Le plus douloureux reste la présence de mineurs parmi les victimes. Des enfants qui auraient dû être à l’école, entourés de leurs familles, et non livrés à des trafiquants sans scrupules dans un pays étranger. Cette affaire illustre la vulnérabilité des jeunes face aux réseaux de trafic humain.
Aujourd’hui, beaucoup de jeunes grandissent avec l’idée que la réussite se trouve forcément ailleurs. Les réseaux sociaux, en exhibant voitures, argent et voyages, alimentent cette illusion. Mais derrière ces images se cachent souvent des souffrances invisibles : travaux forcés, prostitution, escroqueries, disparitions ou même la mort loin des familles.
Cette affaire doit servir d’alerte : Tout ce qui est promis à l’étranger n’est pas réel. Certains recruteurs exploitent la pauvreté et le désespoir pour piéger les jeunes. Aucun parent ne devrait laisser un enfant partir vers l’inconnu sur de simples promesses.

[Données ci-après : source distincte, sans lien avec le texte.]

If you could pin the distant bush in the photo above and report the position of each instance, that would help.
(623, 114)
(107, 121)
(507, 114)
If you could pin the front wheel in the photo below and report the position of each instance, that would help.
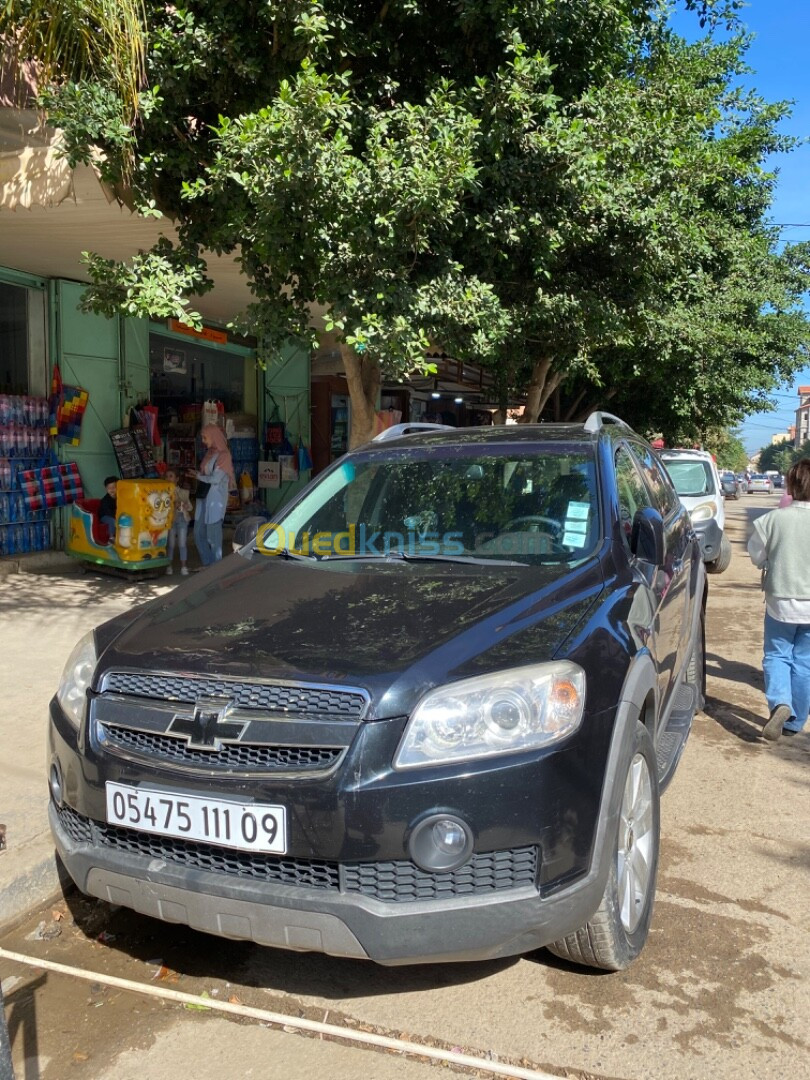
(617, 933)
(724, 558)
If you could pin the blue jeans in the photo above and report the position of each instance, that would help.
(786, 667)
(207, 539)
(178, 536)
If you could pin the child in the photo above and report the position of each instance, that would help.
(178, 532)
(107, 507)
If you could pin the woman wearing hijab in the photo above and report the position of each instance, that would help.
(214, 481)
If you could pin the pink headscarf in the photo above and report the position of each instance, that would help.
(218, 449)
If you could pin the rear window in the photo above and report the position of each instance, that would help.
(690, 477)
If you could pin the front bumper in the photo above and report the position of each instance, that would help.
(349, 926)
(710, 536)
(359, 895)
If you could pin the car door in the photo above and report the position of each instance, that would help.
(679, 547)
(665, 582)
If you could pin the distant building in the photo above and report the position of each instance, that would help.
(802, 417)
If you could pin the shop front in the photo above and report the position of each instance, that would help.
(25, 442)
(84, 397)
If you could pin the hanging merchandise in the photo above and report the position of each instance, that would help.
(72, 404)
(149, 419)
(66, 408)
(288, 466)
(213, 413)
(273, 435)
(269, 474)
(52, 486)
(305, 460)
(245, 487)
(53, 402)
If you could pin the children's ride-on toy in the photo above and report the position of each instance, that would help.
(143, 520)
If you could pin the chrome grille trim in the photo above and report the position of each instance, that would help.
(256, 728)
(294, 699)
(154, 747)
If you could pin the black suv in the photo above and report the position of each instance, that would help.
(424, 715)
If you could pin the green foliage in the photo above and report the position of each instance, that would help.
(566, 191)
(156, 283)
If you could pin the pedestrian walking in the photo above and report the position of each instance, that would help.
(779, 545)
(178, 531)
(214, 481)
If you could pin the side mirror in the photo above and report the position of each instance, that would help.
(647, 537)
(246, 529)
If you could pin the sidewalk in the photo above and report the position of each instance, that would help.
(48, 601)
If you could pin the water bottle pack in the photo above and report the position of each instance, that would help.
(24, 445)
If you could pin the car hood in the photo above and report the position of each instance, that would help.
(392, 628)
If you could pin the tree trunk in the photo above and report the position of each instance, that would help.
(363, 376)
(540, 388)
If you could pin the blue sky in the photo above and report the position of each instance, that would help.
(780, 56)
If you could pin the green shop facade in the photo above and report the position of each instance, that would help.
(124, 364)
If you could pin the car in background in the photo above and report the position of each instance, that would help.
(760, 482)
(730, 485)
(424, 714)
(698, 483)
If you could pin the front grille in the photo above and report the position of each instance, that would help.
(396, 881)
(231, 756)
(298, 700)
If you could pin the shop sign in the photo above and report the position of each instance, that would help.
(206, 334)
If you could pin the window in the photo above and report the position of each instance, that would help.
(659, 484)
(633, 494)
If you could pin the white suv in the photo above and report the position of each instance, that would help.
(697, 481)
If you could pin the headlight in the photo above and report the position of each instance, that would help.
(703, 512)
(76, 679)
(517, 710)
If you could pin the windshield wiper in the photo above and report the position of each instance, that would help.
(474, 559)
(407, 556)
(286, 553)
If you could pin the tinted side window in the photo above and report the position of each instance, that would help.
(663, 494)
(633, 494)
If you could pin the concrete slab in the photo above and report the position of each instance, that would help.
(46, 603)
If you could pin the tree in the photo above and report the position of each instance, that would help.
(557, 189)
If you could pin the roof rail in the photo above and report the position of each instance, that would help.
(597, 420)
(409, 429)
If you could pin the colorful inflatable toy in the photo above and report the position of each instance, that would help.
(143, 520)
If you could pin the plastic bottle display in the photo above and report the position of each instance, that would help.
(24, 445)
(123, 530)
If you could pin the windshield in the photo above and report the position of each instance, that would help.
(513, 504)
(691, 478)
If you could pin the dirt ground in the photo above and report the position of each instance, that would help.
(720, 990)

La réussite ne commence pas forcément par l’exil. Elle peut et doit se construire dans la dignité, la liberté et la sécurité. Le drame de Jacqueville rappelle l’urgence de sensibiliser la jeunesse, de renforcer la lutte contre les trafics humains et de créer des opportunités locales pour que l’espoir ne se transforme plus en cauchemar.